The "invoice economy," simply put, refers to certain regions attracting various platforms or "shell companies" that only engage in invoicing activities to settle locally through illegal financial returns linked to taxes. Additionally, some companies engage in "circular invoicing" to boost their performance and secure financing.
Chinese officials view the "invoice economy" as a consequence of fierce competition among local governments for scarce land resources, leading to the proliferation of shell companies solely focused on invoicing activities. This practice involves certain regions enticing platforms or shell companies that exclusively concentrate on invoicing through unconventional methods like tax breaks and financial incentives. Furthermore, some companies artificially inflate their sales figures through circular invoicing practices, a technique where invoices are issued among related parties to create a false impression of higher revenue.

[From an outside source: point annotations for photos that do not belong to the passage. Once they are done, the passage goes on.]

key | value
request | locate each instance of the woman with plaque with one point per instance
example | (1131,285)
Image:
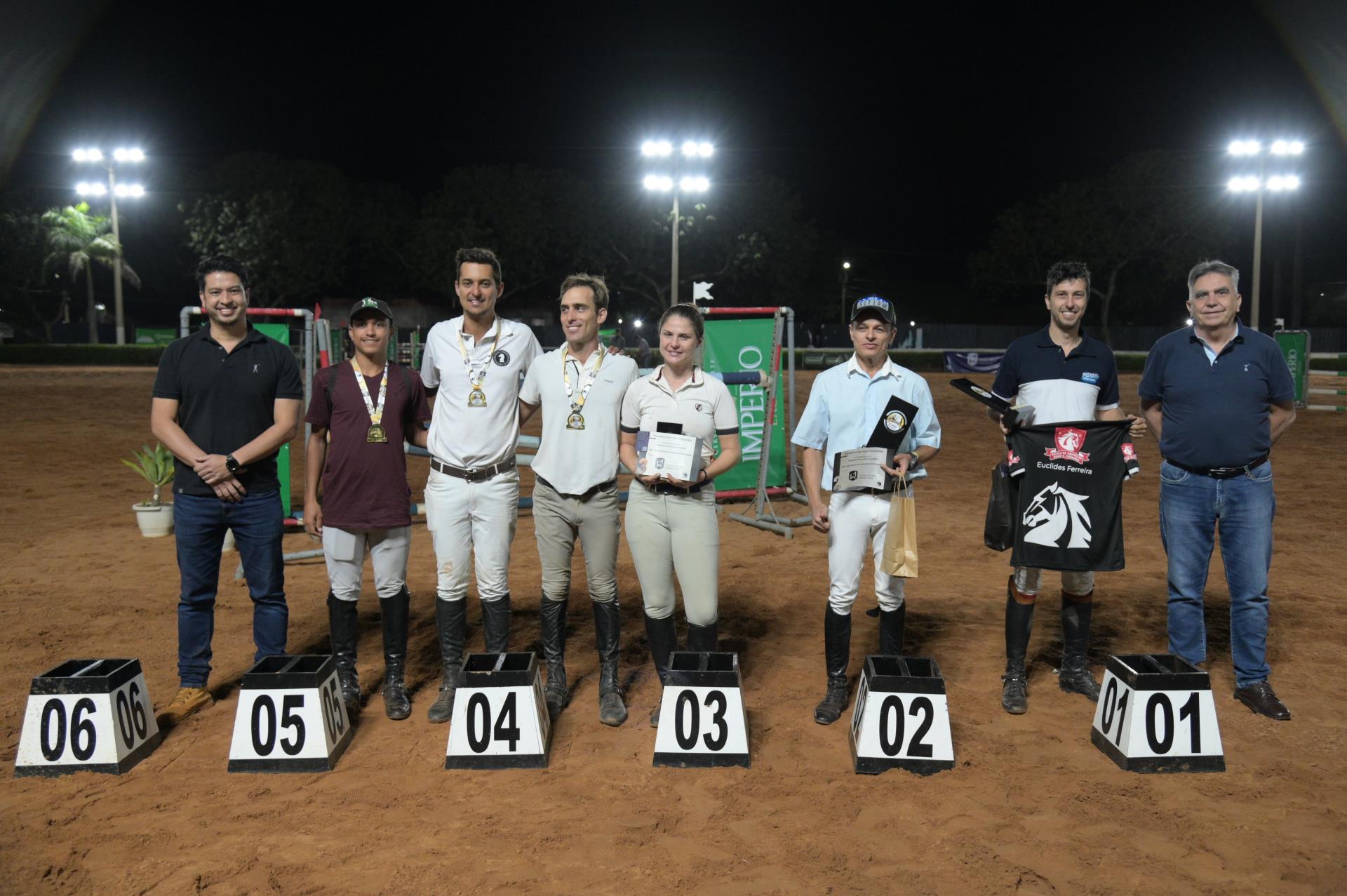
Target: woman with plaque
(367,406)
(670,420)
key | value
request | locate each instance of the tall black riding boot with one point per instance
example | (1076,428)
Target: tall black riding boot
(496,624)
(1075,676)
(704,638)
(1014,683)
(394,612)
(663,642)
(608,634)
(553,622)
(452,622)
(342,624)
(891,629)
(837,653)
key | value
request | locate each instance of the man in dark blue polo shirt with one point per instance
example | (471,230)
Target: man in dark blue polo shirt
(1066,376)
(1218,396)
(225,399)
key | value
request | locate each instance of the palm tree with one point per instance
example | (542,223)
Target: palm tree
(79,239)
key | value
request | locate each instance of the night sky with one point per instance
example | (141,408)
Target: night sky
(904,130)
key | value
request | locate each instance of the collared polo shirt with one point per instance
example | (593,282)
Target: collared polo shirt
(227,399)
(464,436)
(704,406)
(1059,386)
(1215,411)
(574,461)
(845,406)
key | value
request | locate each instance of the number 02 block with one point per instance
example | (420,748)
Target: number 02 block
(702,721)
(86,716)
(902,717)
(291,717)
(1156,714)
(500,718)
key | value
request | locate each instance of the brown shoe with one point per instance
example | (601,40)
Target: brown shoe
(1260,698)
(186,702)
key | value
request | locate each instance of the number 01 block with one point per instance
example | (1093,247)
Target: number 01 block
(291,717)
(1156,714)
(500,718)
(86,716)
(902,717)
(702,721)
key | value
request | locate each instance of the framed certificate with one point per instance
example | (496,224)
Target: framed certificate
(669,455)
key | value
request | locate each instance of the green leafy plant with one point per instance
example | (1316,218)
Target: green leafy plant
(155,465)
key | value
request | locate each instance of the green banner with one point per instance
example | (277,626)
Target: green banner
(1295,348)
(746,345)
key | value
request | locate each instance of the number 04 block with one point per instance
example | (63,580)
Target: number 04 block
(1156,714)
(702,723)
(291,717)
(86,716)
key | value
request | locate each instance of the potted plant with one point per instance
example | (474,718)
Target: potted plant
(156,467)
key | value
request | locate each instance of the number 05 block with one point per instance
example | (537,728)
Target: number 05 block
(86,716)
(902,717)
(500,718)
(291,717)
(702,721)
(1156,714)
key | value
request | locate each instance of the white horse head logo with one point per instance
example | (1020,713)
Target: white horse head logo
(1052,512)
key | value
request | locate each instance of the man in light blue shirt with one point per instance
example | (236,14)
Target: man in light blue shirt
(845,406)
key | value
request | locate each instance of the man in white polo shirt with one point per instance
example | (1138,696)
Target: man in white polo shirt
(474,364)
(579,389)
(845,406)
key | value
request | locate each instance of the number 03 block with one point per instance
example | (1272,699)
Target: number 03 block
(1156,714)
(702,723)
(291,717)
(86,716)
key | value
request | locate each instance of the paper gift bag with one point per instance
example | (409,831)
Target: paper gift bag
(900,541)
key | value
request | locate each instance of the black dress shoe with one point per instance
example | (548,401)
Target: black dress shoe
(1260,698)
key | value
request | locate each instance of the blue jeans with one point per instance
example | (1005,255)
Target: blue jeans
(1190,508)
(200,524)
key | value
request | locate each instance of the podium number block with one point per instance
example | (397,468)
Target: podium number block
(290,717)
(702,723)
(500,718)
(1156,713)
(902,717)
(86,716)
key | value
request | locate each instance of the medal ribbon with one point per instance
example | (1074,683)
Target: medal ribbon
(376,415)
(477,377)
(589,379)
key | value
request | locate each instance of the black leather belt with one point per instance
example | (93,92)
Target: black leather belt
(1222,472)
(584,496)
(473,473)
(667,488)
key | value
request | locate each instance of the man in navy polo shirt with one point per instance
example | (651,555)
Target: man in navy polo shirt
(1218,396)
(1066,376)
(225,399)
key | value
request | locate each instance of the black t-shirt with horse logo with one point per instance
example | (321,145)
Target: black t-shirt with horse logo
(1070,480)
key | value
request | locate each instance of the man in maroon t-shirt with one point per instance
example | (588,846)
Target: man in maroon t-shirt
(368,406)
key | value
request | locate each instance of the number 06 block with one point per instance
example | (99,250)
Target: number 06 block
(291,717)
(1156,714)
(86,716)
(702,723)
(902,717)
(500,718)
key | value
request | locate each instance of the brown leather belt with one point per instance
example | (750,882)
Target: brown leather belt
(473,473)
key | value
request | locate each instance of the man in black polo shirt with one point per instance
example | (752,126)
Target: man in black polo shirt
(1218,396)
(225,399)
(1066,376)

Why Is China Stepping Up Strict Inspections on Influencers Now?
In the past, when the coffers of China's government were abundant, authorities frequently overlooked "tax rebate" policies extended to shell companies in their pursuit of investment attraction targets. Now, local government finances are under severe strain due to the decline in land-based fiscal revenue and the impact of tax and fee reduction policies. These "irregular fiscal rebates," originally implemented to compete for tax sources, effectively deplete the actual disposable fiscal resources available to both central and local governments. According to data released by China's Ministry of Finance, revenue from land-use rights transfers constitutes a critical fiscal lifeline for local governments; this revenue reached a historic peak of approximately $1.21 trillion in 2021. As a result, due to a sluggish property market and other factors, local government revenue from land sales experienced a simultaneous decline in both volume and price. By 2025, this revenue had dropped significantly to approximately $583 billion. In the first quarter of 2026, investment in national property development declined by 11.2 percent compared to the previous year. The downturn in China’s real estate market has contributed to a strain on local government finances. As land-sale revenue has fallen, some local governments have turned to stricter tax collection and invoice-based enforcement to fill budget gaps, giving rise to what commentators call an “invoice economy.”Experts are looking at the tax evasion issues faced by internet celebrities in China, focusing on the main tax risks in the influencer economy that arise from the current incompatibility between ownership in management companies and the absence of basic financial management systems. The influencer economy generally suffers from a "mismatch between equity structure and business scale." Specifically, small-scale management companies expanded quickly without developing the decision-making structures, accounting systems, or compliance procedures needed to manage high-volume influencer income. As the social media influencer industry declines, Chinese government rules now cover self-employed and social media influencers, leading to the necessity for stricter regulations.
Conclusion
This time, the Chinese government is continuously addressing cases of tax evasion by internet celebrities. China's crackdown on tax evasion by celebrities and internet influencers is aimed at reclaiming these 'invisible incomes' to ensure fair taxation and uphold financial transparency. The Chinese government mentioned plans to enhance risk monitoring and analysis through regular assessments. Secondly, the State Administration of Taxation of China will conduct targeted inspections in high-risk sectors such as the entertainment industry and online retail, identified through risk assessments, to address existing tax evasion issues and prevent future financial irregularities. Moreover, the Chinese government will rigorously investigate and tackle unlawful practices like fraudulent invoicing by offenders. Lastly, the State Administration of Taxation of China is going to collaborate with banks to expedite the exchange of critical information. This initiative will contribute to the enhancement of the systems that address the "invoice economy" issue.